Mai più la guerra: dalla voce di Paolo VI all’ONU al linguaggio del conflitto oggi

Il 4 ottobre 1965, Paolo VI varcava la soglia del Palazzo di Vetro delle Nazioni Unite e pronunciava un discorso che resta tra i più iconici del Novecento: «Mai più la guerra, mai più la guerra!». Era il primo Papa a parlare davanti all’Assemblea generale, e lo fece nel cuore della Guerra fredda, quando il mondo era diviso da muri e missili nucleari.

Quel discorso, che rivendicava la via della trattativa, del diritto e della giustizia come alternativa alla violenza, fu una pietra miliare: non una lezione di geopolitica, ma un richiamo morale e civile all’umanità intera. Paolo VI si presentò come “araldo di un messaggio per tutta l’umanità”, portando nel tempio della diplomazia una parola disarmata ma radicale.

Paolo VI non parlava in astratto: invitava i popoli a credere che la pace è possibile, ma solo se accompagnata da umiltà e riconoscimento reciproco. “Non si può essere fratelli se non si è umili”, ammoniva. È interessante notare come già allora Paolo VI non contrapponesse solo guerra e pace, ma violenza e dialogo, arroganza e umiltà. La retorica della pace era, paradossalmente, una retorica del conflitto rovesciata: non negava la durezza dello scontro, ma la reindirizzava verso la costruzione di ponti.

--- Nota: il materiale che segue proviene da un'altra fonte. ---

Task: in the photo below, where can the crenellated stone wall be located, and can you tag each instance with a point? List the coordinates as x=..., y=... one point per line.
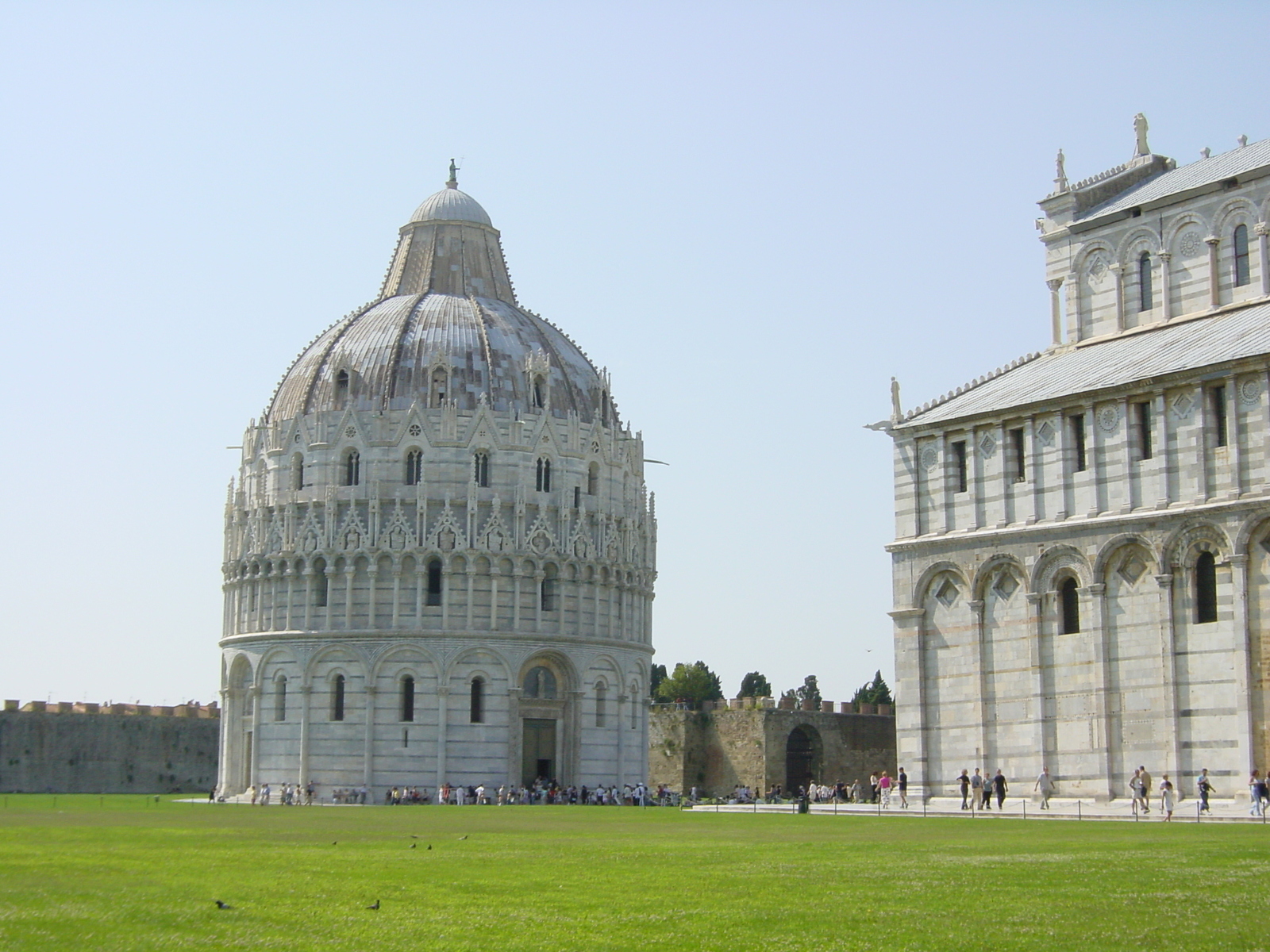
x=65, y=748
x=719, y=749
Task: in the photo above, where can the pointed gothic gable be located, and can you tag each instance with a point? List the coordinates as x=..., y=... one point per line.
x=352, y=532
x=495, y=535
x=581, y=545
x=540, y=539
x=413, y=428
x=349, y=428
x=483, y=432
x=398, y=535
x=311, y=532
x=448, y=535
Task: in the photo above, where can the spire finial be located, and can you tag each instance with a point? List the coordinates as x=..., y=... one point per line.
x=1140, y=133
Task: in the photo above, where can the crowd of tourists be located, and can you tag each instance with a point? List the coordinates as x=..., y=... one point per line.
x=880, y=790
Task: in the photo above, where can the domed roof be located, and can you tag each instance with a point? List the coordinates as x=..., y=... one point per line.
x=451, y=205
x=446, y=327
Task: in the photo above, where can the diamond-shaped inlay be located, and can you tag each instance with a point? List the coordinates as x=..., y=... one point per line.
x=1250, y=391
x=1133, y=569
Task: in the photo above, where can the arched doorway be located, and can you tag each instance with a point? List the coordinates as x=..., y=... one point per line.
x=803, y=758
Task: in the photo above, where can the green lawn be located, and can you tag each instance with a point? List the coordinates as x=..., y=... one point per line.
x=129, y=873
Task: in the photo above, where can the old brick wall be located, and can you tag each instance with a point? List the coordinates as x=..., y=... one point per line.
x=106, y=753
x=718, y=750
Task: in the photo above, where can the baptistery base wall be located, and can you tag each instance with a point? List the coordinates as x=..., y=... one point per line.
x=344, y=711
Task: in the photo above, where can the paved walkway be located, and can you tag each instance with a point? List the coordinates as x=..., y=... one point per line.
x=1016, y=809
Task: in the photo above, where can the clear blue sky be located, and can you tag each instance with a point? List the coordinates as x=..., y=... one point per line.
x=752, y=213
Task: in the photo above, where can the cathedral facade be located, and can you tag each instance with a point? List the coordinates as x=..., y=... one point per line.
x=440, y=551
x=1083, y=556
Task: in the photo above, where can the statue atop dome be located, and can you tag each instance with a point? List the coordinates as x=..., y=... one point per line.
x=1140, y=131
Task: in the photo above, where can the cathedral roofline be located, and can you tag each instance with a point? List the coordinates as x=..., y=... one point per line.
x=1233, y=333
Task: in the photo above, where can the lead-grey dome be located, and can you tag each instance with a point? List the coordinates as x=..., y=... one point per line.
x=451, y=205
x=446, y=306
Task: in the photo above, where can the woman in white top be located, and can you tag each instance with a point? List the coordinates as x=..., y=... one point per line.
x=1166, y=797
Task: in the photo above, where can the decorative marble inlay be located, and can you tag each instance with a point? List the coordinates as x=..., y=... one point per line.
x=1098, y=270
x=1250, y=391
x=1133, y=569
x=1109, y=418
x=1183, y=405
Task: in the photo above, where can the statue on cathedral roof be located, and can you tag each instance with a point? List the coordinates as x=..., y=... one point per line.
x=1140, y=131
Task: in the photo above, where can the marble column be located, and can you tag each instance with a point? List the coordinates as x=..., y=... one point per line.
x=305, y=734
x=1214, y=277
x=371, y=697
x=1168, y=676
x=1263, y=232
x=1056, y=309
x=442, y=723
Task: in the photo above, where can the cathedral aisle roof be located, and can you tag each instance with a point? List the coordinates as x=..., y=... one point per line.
x=1206, y=171
x=1157, y=352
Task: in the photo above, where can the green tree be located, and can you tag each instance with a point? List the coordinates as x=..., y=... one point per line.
x=874, y=692
x=810, y=691
x=692, y=683
x=656, y=677
x=755, y=685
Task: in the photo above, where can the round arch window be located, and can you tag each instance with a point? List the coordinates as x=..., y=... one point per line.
x=540, y=683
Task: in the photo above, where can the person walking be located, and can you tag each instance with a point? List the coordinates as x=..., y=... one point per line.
x=1045, y=785
x=1203, y=787
x=884, y=790
x=1000, y=787
x=1166, y=797
x=977, y=791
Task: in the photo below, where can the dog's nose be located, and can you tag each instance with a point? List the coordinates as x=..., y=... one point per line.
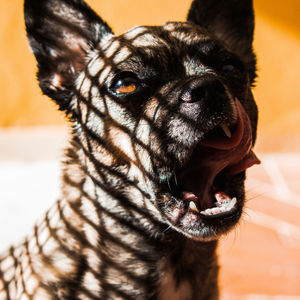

A distanza di sessant’anni, Papa Francesco ha insistito su un punto decisivo: «per capire l’altro bisogna mettersi anche dal suo punto di vista». Non è un vezzo psicologico, ma una vera strategia di disarmo comunicativo. In un tempo in cui il conflitto non è solo militare ma soprattutto culturale, politico e mediatico, Francesco propone un linguaggio dell’incontro.
Il suo magistero ricorda che la parola può diventare arma di distruzione, ma anche strumento di guarigione. Quando invita a “costruire ponti, non muri”, non usa metafore casuali: rovescia la logica del “noi contro loro” che domina la retorica contemporanea, dai talk show politici ai social network.

Il nuovo pontefice, Leone XIV, ha già sottolineato la necessità di “disarmare la comunicazione da ogni pregiudizio, rancore, fanatismo e odio”. È un linguaggio che entra direttamente nel cuore della società digitale. Qui non si tratta più solo di relazioni internazionali, ma di convivenza civile: la retorica del conflitto oggi passa attraverso parole virali, hashtag polarizzanti, linguaggi tossici che alimentano divisioni.
Rispetto a Paolo VI, che parlava ai governi, e a Francesco, che si rivolgeva ai popoli, Leone XIV sembra parlare direttamente al sistema della comunicazione: il nuovo campo di battaglia del nostro tempo.

Oggi il conflitto non è solo quello armato. È un conflitto di narrazioni, di appartenenze, di identità. Nei discorsi politici, nei social media, perfino nella vita quotidiana, il linguaggio tende a costruire contrapposizioni nette, spesso caricaturali: “amici e nemici”, “patrioti e traditori”, “noi e loro”. Il problema è che questa retorica semplifica la realtà, polarizza e disumanizza l’altro. Se il nemico non è più un interlocutore ma un ostacolo da eliminare, non resta spazio per il compromesso né per la convivenza. È la logica del conflitto permanente, che corrode la democrazia e la società.

Riprendere oggi l’eredità di Paolo VI, Francesco e Leone XIV significa chiedersi: è possibile costruire un linguaggio diverso?
Forse non basta invocare la pace come concetto astratto. Occorre una pratica linguistica di pace, fatta di:

  • riconoscere la complessità invece di semplificare;
  • cercare ciò che unisce senza negare le differenze;
  • accettare il dubbio, l’ambiguità, l’imperfezione come condizioni della convivenza;
  • rinunciare al privilegio dell’ultima parola in favore dell’ascolto reciproco.

Le parole sono pietre, dice un proverbio. Possono ferire o possono costruire. Paolo VI lo sapeva quando, nel 1965, fece risuonare il suo «Mai più la guerra!» davanti al mondo. Oggi, in un tempo che sembra incapace di uscire dalla retorica del conflitto, quelle parole conservano intatta la loro forza profetica. Il compito che ci resta è forse lo stesso: scegliere quali parole usare. Perché la guerra comincia con le parole, ma anche la pace può cominciare da esse.